またルーデンドルフは戦争の定義を参謀本部との関係で論じている。すなわち参謀本部が交戦状態にはいったと認識したとき戦争状態にはいったという定義だ。ここには外交の成立と戦争が切断されている。このため大戦中の休戦交渉も戦争行為の一部という考え方だ。根底には戦争を至上とする永続戦争の見方がある。これはヒトラーの社会ダーウィニズムと共通する考え方だが、昆虫が適者生存するのと民族または国民の存続を同一視されてはたまらない。

史実を無視して15年戦争という向きもあるが、平和が普通で戦争が異常なのだ。小国での警察活動による軍事行為と大国間の戦争は悲惨さでは変わらないが量では変わる。ドイツがアルバニアで多国籍軍に加わり警察活動したことが問題ではなくフランスへ侵攻するためにベルギー国境を越えたことが問題なのだ。この両者を一緒にすることはできない。

国家間の戦争が外交交渉と表裏をなすのは当然で、また19世紀の外交は敗戦国民を抹殺するという前提には全くたっていない。私有財産は敵国人のものでも没収に当たり記帳義務があった。いわんや戦場外で軍服を着ず、武器を携行しない民間人を射殺すればそれは殺人で軍法会議にかけられる。

ルーデンドルフの特質はまたドイツとロシアの特質でもあった。すなわち政治家または貴族でなく職業軍人が軍政面を握ったことである。他の大国、英・仏・墺は軍人の人事・賞罰は政治家が掌握していた。そしてこちらの方が君主国であれ共和国であれ当然とされていた。軍人の人事が軍部の内部詮衡で決められるというのは、ルーデンドルフの出現まで考えられたことはなかった。

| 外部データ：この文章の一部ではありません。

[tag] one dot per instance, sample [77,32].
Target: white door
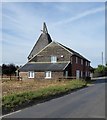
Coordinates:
[77,74]
[66,74]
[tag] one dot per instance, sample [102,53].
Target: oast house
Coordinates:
[52,60]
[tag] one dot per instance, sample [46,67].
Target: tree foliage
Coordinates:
[101,70]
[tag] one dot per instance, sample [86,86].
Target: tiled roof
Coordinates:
[43,67]
[74,52]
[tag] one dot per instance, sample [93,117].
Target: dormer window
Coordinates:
[53,59]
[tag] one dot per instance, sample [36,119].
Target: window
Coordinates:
[81,61]
[48,74]
[31,74]
[76,59]
[53,59]
[86,63]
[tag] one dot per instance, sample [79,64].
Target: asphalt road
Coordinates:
[85,103]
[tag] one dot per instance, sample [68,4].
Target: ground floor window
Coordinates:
[31,74]
[48,74]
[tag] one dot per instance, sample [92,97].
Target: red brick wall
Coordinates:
[40,75]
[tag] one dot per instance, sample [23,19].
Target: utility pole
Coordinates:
[102,58]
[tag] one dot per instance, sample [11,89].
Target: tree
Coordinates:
[9,69]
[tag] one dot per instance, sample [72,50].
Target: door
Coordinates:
[77,74]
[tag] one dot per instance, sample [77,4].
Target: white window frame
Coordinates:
[53,59]
[31,74]
[76,60]
[48,74]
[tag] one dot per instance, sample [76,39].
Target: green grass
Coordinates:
[12,101]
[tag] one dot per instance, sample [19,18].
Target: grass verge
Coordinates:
[14,101]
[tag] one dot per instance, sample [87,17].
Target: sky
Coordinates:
[77,25]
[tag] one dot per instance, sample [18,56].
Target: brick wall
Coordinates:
[40,75]
[53,49]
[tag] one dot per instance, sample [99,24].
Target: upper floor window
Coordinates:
[53,59]
[81,61]
[76,59]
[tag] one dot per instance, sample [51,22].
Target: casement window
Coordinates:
[53,59]
[48,74]
[81,61]
[31,74]
[76,60]
[81,74]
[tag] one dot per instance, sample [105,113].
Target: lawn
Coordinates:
[14,86]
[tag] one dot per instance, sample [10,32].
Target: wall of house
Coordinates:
[52,49]
[40,75]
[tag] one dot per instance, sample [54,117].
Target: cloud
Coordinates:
[82,15]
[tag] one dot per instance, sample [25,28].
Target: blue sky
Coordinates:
[78,25]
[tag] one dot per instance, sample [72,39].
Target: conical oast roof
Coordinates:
[43,41]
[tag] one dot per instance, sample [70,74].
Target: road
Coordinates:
[85,103]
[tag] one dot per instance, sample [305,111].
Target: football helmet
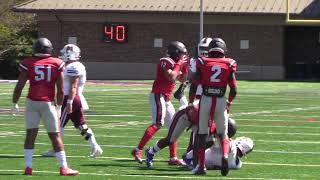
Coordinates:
[232,127]
[42,47]
[70,52]
[244,144]
[218,45]
[203,47]
[175,49]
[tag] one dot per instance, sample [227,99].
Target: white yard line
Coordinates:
[159,159]
[126,146]
[139,175]
[278,111]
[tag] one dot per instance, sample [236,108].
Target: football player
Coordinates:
[216,72]
[168,70]
[44,73]
[185,118]
[239,147]
[74,102]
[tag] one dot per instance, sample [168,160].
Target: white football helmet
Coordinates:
[244,144]
[70,52]
[203,47]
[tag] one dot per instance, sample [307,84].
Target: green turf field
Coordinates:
[281,117]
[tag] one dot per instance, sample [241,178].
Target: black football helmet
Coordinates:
[175,49]
[42,47]
[218,45]
[232,127]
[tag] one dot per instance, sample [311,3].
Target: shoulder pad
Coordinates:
[201,60]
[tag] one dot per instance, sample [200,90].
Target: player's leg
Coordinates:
[51,122]
[78,119]
[173,146]
[178,125]
[221,120]
[63,121]
[32,119]
[158,110]
[203,130]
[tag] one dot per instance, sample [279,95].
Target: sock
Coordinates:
[28,157]
[154,149]
[61,132]
[191,142]
[173,150]
[61,157]
[189,154]
[148,134]
[225,145]
[183,101]
[201,156]
[92,140]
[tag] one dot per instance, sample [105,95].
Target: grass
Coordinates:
[281,117]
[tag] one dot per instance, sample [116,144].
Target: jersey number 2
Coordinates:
[216,72]
[40,73]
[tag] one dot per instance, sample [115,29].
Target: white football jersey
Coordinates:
[213,157]
[74,69]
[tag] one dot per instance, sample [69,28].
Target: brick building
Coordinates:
[255,31]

また、このやり方はボルシェビキの民主集中制と奇妙な一致を示す。両方とも試験とザリガニの這い上がり競争である。そして軍部とか党の政治独裁を唱える点でも一緒である。そして職業軍人とは官僚であり、官僚は自分の得意分野以外を軽蔑しまた無能であり、それを理由として失敗する。

バーデンバーデンの密約

フォシュはルーデンドルフを批判して次ぎのように語っている。

ルーデンドルフとは何物か。優秀なる一参謀将校にすぎない。実際自分の職業についてよく知っているが、士官学校の教官のようなもので軍隊の編成や作戦の立て方に優れるにすぎない。第1次大戦が国の帰趨、いや国家の存亡にかかわるものであり、その遂行のために何より重要なのは国民の愛国心であり精神力であるという国民国家の戦争の理解を欠いていた。1918年のドイツが欠けていたのはそこである。

フォシュの言うエイランが国民国家間の戦争に位置していることがわかる。フォシュはこの戦争が帝国主義戦争のように領土拡大を志向し領土取引により妥協が存在するものと見ていなかった。フォシュをこれを戦前から見抜いていた。一方ルーデンドルフは戦闘で打撃を与えることにより、究極的には妥協できるものと考えていたのではないか。軍事力・人口において劣るフランスにとりドイツへの妥協屈服が何を意味するか、という筋道で考えたことはなかったのだろう。

ルーデンドルフは極めて無趣味な人間でプロイセンの参謀としては珍しく文学に全く興味を示さなかった。それでも1919年2月スェーデンから帰るとすぐ回想録にとりかかった。そして敗戦の原因としたのは背後からの一突き、「匕首伝説」だった。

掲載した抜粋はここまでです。